No está ausente la generosidad solidaria a la distancia ni es escasa la virtud. Trabajadores de la salud brillan con destellos propios, cuando apenas eran recordados como modestos soldados de fila. Empleados de góndolas, obreros de la limpieza, farmacéuticos de la comunidad, médicos de cabecera y tantos otros invisibles que ahora se aplauden con cacerolas. Percibimos en ellos una ética de trabajo que conmueve y que produce esa emoción estética que, a veces, solo buscamos en las artes.
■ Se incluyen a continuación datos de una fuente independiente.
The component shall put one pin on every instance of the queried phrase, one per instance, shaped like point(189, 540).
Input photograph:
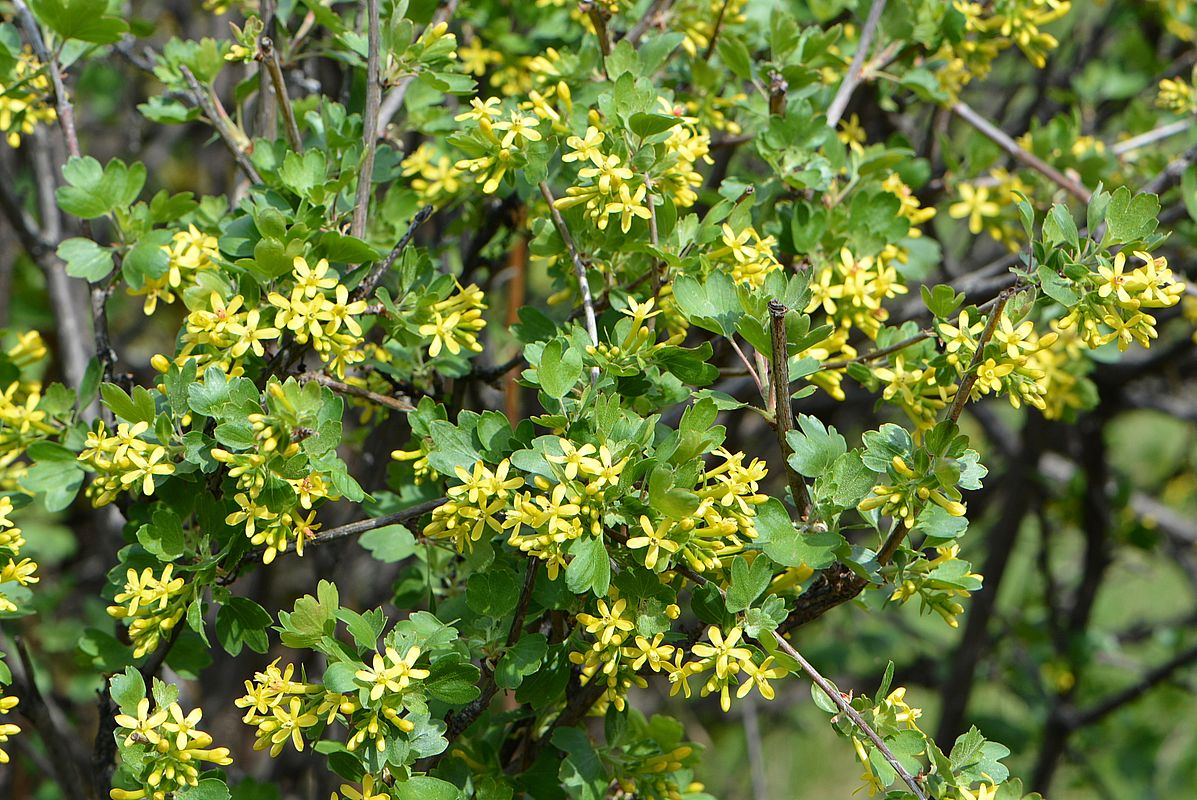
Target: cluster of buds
point(152, 605)
point(172, 751)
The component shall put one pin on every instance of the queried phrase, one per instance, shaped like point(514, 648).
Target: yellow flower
point(976, 205)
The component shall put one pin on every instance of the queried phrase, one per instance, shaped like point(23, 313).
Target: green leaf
point(164, 537)
point(559, 369)
point(210, 788)
point(1189, 191)
point(242, 622)
point(85, 259)
point(747, 582)
point(815, 446)
point(522, 660)
point(389, 544)
point(453, 680)
point(649, 125)
point(787, 545)
point(421, 787)
point(590, 568)
point(734, 53)
point(714, 305)
point(1056, 288)
point(1130, 218)
point(127, 690)
point(339, 677)
point(81, 19)
point(493, 593)
point(942, 301)
point(95, 191)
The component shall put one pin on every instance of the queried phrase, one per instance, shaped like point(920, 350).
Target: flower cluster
point(455, 322)
point(939, 582)
point(319, 311)
point(851, 290)
point(170, 747)
point(381, 703)
point(189, 253)
point(153, 606)
point(1112, 308)
point(284, 516)
point(991, 28)
point(23, 102)
point(122, 461)
point(22, 418)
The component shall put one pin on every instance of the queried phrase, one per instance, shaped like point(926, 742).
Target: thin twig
point(599, 19)
point(922, 335)
point(651, 13)
point(748, 367)
point(1149, 138)
point(44, 715)
point(970, 379)
point(1025, 157)
point(461, 720)
point(375, 276)
point(855, 72)
point(369, 121)
point(220, 123)
point(715, 32)
point(846, 709)
point(395, 97)
point(271, 58)
point(783, 413)
point(579, 271)
point(395, 404)
point(1129, 695)
point(62, 105)
point(399, 517)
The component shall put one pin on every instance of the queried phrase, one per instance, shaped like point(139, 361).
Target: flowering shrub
point(648, 232)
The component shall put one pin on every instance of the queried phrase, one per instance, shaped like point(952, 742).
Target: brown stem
point(855, 72)
point(369, 121)
point(970, 379)
point(222, 125)
point(381, 268)
point(394, 404)
point(271, 58)
point(779, 379)
point(715, 32)
point(846, 709)
point(579, 271)
point(1012, 147)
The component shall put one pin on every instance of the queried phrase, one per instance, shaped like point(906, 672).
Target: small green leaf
point(85, 259)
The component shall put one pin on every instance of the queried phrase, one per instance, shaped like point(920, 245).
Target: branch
point(922, 335)
point(375, 276)
point(1012, 147)
point(49, 722)
point(267, 54)
point(394, 404)
point(579, 271)
point(369, 121)
point(61, 98)
point(855, 72)
point(965, 388)
point(1149, 138)
point(222, 125)
point(1129, 695)
point(845, 708)
point(403, 516)
point(658, 8)
point(715, 32)
point(460, 721)
point(783, 413)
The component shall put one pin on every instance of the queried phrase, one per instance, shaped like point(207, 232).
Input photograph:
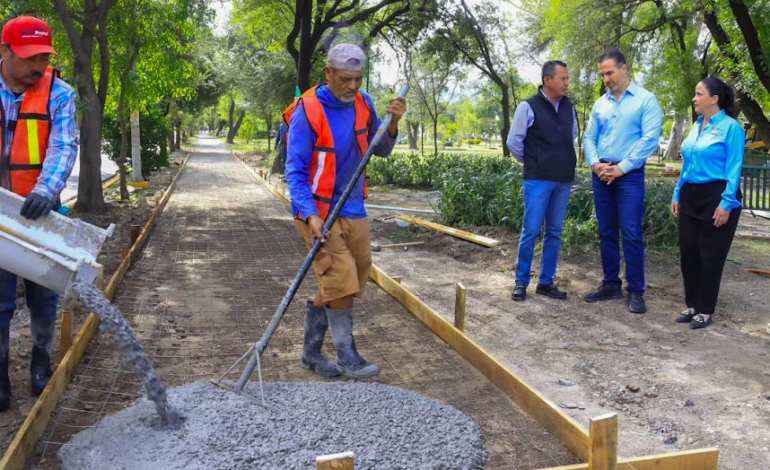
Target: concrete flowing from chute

En los momentos límites, todos somos interrogados. La ficción literaria nos lo había enseñado –tan solo recordemos a Saramago en su Ensayo sobre la ceguera; también a Camus en La peste conmovedora– descifrando con su irrealismo la realidad que no conocíamos. El mundo es un caos porque nadie se prepara para la barbarie; porque se habla de Unión Europea mientras Italia y España se quedan solas con sus muertos; porque las autoridades y líderes a cargo tienen que liderar con conocimiento y sabiduría, pero antes tendrían que ser respetables y respetados; es un caos porque no podemos esperar que las cosas se hagan bien durante el desasosiego de las turbulencias, cuando apenas se hacían mediocres durante los tiempos calmados.
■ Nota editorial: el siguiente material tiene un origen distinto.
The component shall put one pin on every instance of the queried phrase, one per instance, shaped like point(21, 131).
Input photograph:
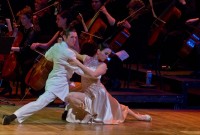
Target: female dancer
point(95, 104)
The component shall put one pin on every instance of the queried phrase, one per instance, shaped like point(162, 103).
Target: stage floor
point(48, 121)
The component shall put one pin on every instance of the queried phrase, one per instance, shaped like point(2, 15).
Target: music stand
point(6, 44)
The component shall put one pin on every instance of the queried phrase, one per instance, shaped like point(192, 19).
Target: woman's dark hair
point(89, 48)
point(26, 11)
point(66, 14)
point(68, 30)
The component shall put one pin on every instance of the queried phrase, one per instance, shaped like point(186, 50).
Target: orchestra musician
point(44, 20)
point(24, 55)
point(98, 21)
point(63, 20)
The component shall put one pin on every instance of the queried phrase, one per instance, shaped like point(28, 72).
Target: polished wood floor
point(48, 121)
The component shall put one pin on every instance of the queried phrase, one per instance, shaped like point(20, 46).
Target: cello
point(10, 63)
point(158, 25)
point(38, 74)
point(122, 34)
point(95, 28)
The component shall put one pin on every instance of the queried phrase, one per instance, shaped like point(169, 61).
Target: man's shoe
point(7, 119)
point(64, 115)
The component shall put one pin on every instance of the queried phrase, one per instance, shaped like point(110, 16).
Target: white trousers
point(29, 109)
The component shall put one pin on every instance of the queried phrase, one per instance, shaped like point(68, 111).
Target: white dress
point(98, 102)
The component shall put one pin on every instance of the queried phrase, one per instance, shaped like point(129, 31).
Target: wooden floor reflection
point(48, 121)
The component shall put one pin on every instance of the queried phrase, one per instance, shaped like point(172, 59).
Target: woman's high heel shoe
point(6, 90)
point(145, 117)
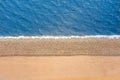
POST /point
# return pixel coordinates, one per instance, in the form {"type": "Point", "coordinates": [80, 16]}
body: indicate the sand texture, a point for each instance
{"type": "Point", "coordinates": [50, 47]}
{"type": "Point", "coordinates": [60, 68]}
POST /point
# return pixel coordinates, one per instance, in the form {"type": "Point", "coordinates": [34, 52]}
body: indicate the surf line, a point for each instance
{"type": "Point", "coordinates": [62, 37]}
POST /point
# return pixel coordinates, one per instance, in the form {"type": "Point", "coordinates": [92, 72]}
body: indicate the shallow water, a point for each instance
{"type": "Point", "coordinates": [59, 17]}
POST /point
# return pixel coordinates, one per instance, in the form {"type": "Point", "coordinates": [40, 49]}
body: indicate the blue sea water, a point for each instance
{"type": "Point", "coordinates": [59, 17]}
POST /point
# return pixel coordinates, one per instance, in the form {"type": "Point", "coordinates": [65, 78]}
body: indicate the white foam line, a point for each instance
{"type": "Point", "coordinates": [61, 37]}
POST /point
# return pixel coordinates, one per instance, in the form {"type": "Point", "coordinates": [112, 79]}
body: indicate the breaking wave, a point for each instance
{"type": "Point", "coordinates": [62, 37]}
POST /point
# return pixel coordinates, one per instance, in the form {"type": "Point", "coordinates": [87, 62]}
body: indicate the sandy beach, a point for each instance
{"type": "Point", "coordinates": [50, 47]}
{"type": "Point", "coordinates": [60, 68]}
{"type": "Point", "coordinates": [35, 59]}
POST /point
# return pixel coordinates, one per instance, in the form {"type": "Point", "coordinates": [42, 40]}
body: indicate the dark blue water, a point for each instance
{"type": "Point", "coordinates": [59, 17]}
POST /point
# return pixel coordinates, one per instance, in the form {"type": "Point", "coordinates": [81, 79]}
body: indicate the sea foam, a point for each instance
{"type": "Point", "coordinates": [61, 37]}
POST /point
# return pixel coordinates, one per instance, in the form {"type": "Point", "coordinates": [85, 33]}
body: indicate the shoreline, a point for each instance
{"type": "Point", "coordinates": [62, 37]}
{"type": "Point", "coordinates": [59, 47]}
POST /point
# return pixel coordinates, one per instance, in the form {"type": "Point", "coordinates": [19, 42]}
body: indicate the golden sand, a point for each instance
{"type": "Point", "coordinates": [60, 68]}
{"type": "Point", "coordinates": [59, 46]}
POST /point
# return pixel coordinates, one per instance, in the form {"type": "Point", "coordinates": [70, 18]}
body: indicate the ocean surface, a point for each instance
{"type": "Point", "coordinates": [59, 17]}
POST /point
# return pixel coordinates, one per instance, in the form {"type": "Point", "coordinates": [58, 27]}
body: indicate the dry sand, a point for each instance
{"type": "Point", "coordinates": [60, 67]}
{"type": "Point", "coordinates": [59, 47]}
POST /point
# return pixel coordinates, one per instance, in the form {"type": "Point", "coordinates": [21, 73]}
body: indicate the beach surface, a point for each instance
{"type": "Point", "coordinates": [59, 47]}
{"type": "Point", "coordinates": [60, 59]}
{"type": "Point", "coordinates": [60, 68]}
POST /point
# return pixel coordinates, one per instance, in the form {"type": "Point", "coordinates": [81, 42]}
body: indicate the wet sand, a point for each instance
{"type": "Point", "coordinates": [60, 68]}
{"type": "Point", "coordinates": [38, 47]}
¿Cómo llenamos ese hueco temporal que transcurre desde la alborada hasta el crepúsculo? Lamentábamos carecer del tiempo para nuestros proyectos, y ahora el tiempo se experimenta como un inmenso espacio vacío. Pero no nos sobra, porque el tiempo subjetivo sigue siendo una sucesión ininterrumpida de sensaciones, un continuo que se vive con experiencias o sin experiencias (enriquecedoras). Lo vacío no es el tiempo, sino lo que experimentamos cuando existe una ausencia de reflexión sobre los nuevos significados de la nueva cotidianidad. Las emergencias y los tiempos extraordinarios tienen, también, su peculiar cotidianidad.
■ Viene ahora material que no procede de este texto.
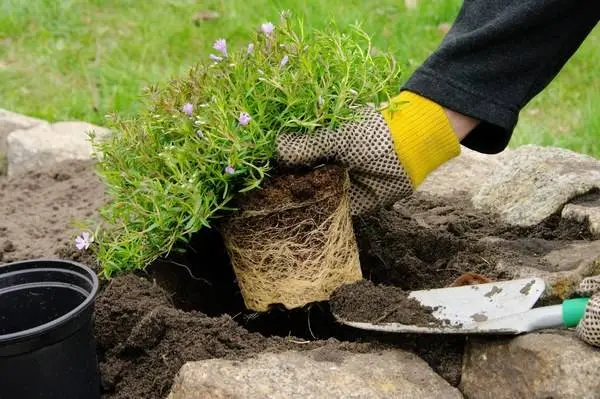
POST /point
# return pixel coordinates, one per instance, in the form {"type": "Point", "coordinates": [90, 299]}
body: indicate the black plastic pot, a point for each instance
{"type": "Point", "coordinates": [47, 345]}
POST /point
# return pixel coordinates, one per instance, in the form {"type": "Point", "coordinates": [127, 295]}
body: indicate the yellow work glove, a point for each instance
{"type": "Point", "coordinates": [388, 153]}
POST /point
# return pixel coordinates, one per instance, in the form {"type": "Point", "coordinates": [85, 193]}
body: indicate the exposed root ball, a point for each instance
{"type": "Point", "coordinates": [293, 242]}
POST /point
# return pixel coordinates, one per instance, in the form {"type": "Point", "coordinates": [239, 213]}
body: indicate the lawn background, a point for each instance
{"type": "Point", "coordinates": [83, 59]}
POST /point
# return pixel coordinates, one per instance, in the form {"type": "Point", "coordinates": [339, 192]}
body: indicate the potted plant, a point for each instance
{"type": "Point", "coordinates": [201, 155]}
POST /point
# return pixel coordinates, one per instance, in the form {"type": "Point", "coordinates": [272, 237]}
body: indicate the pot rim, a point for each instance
{"type": "Point", "coordinates": [54, 265]}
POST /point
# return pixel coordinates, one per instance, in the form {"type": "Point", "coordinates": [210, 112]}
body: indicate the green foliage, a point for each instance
{"type": "Point", "coordinates": [174, 167]}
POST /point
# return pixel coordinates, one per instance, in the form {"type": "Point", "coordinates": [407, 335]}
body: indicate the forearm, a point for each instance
{"type": "Point", "coordinates": [498, 55]}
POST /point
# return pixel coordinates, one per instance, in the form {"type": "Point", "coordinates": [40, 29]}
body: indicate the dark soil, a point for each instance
{"type": "Point", "coordinates": [188, 307]}
{"type": "Point", "coordinates": [364, 301]}
{"type": "Point", "coordinates": [298, 198]}
{"type": "Point", "coordinates": [294, 187]}
{"type": "Point", "coordinates": [144, 340]}
{"type": "Point", "coordinates": [37, 209]}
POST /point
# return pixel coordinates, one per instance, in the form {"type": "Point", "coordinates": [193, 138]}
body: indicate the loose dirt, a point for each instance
{"type": "Point", "coordinates": [188, 306]}
{"type": "Point", "coordinates": [37, 209]}
{"type": "Point", "coordinates": [364, 301]}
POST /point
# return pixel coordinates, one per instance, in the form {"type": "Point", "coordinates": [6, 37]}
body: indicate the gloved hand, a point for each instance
{"type": "Point", "coordinates": [387, 153]}
{"type": "Point", "coordinates": [588, 329]}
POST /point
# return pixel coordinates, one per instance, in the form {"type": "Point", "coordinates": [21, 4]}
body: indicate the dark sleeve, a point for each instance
{"type": "Point", "coordinates": [497, 56]}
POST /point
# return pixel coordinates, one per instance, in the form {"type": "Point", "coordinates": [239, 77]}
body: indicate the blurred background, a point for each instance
{"type": "Point", "coordinates": [83, 59]}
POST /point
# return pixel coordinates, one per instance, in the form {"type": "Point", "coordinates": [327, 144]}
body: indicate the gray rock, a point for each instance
{"type": "Point", "coordinates": [585, 212]}
{"type": "Point", "coordinates": [462, 175]}
{"type": "Point", "coordinates": [562, 267]}
{"type": "Point", "coordinates": [9, 122]}
{"type": "Point", "coordinates": [46, 144]}
{"type": "Point", "coordinates": [538, 365]}
{"type": "Point", "coordinates": [320, 373]}
{"type": "Point", "coordinates": [535, 182]}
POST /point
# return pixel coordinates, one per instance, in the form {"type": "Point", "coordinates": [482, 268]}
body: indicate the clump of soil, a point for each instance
{"type": "Point", "coordinates": [426, 243]}
{"type": "Point", "coordinates": [293, 188]}
{"type": "Point", "coordinates": [144, 340]}
{"type": "Point", "coordinates": [292, 242]}
{"type": "Point", "coordinates": [364, 301]}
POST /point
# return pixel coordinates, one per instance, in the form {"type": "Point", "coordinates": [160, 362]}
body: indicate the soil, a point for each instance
{"type": "Point", "coordinates": [294, 187]}
{"type": "Point", "coordinates": [364, 301]}
{"type": "Point", "coordinates": [38, 208]}
{"type": "Point", "coordinates": [144, 340]}
{"type": "Point", "coordinates": [287, 200]}
{"type": "Point", "coordinates": [188, 306]}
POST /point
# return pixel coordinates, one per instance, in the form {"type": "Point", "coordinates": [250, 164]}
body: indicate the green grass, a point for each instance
{"type": "Point", "coordinates": [83, 59]}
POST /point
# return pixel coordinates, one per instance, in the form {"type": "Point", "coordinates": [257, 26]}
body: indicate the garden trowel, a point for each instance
{"type": "Point", "coordinates": [504, 307]}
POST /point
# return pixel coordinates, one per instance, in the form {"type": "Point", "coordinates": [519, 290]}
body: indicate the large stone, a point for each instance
{"type": "Point", "coordinates": [585, 211]}
{"type": "Point", "coordinates": [536, 182]}
{"type": "Point", "coordinates": [9, 122]}
{"type": "Point", "coordinates": [537, 365]}
{"type": "Point", "coordinates": [562, 265]}
{"type": "Point", "coordinates": [45, 144]}
{"type": "Point", "coordinates": [321, 373]}
{"type": "Point", "coordinates": [464, 174]}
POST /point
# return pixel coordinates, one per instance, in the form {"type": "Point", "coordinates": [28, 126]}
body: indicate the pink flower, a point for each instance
{"type": "Point", "coordinates": [188, 109]}
{"type": "Point", "coordinates": [267, 28]}
{"type": "Point", "coordinates": [84, 240]}
{"type": "Point", "coordinates": [284, 61]}
{"type": "Point", "coordinates": [221, 46]}
{"type": "Point", "coordinates": [244, 118]}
La plaga descubre y destruye ese mundo económico práctico-utilitario; el mundo del homo economicus, saturado de contradicciones, en fiera lucha por reconciliar la irreductible oposición entre progreso económico y salud responsable. La plaga descubre y destruye la ideología de que la salud no tiene precio; sí que lo tiene, y muy alto, en el capitalismo más burdo que no por accidente le nombran “sistema de precios”. La plaga descubre y destruye las fronteras entre lo público y lo privado, y revela sus incoherencias. El gobierno se piensa autorizado y legitimado a traspasar la esfera privada de los derechos ciudadanos en nombre de lo público; pero, a la vez, filtra la información a la prensa y emula la intransparencia del sector privado. La libre empresa aspira a que se le considere pública en las crisis para las ayudas, y privadas en los momentos prósperos para repartir los beneficios. [Todavía recordamos los bancos comerciales privados y salvados durante la Gran Recesión de 2008.] La plaga descubre la vulnerabilidad humana en la modernidad, tan adaptados a los placeres de la comodidad que nos hace intolerantes ante pequeños irritantes; pero, también, destruye el mito de la imposibilidad de hacer. Son muchos los que, en medio de estos tiempos inéditos, exhiben virtudes olvidadas y fraguan una fuerza de voluntad que no conocían.
Querré rememorar estos instantes dolorosos de muertes y soledades en el futuro incierto; pero querré hacerlo por la vivencia de lo que escribí y no por la memoria de lo que apenas recordaré.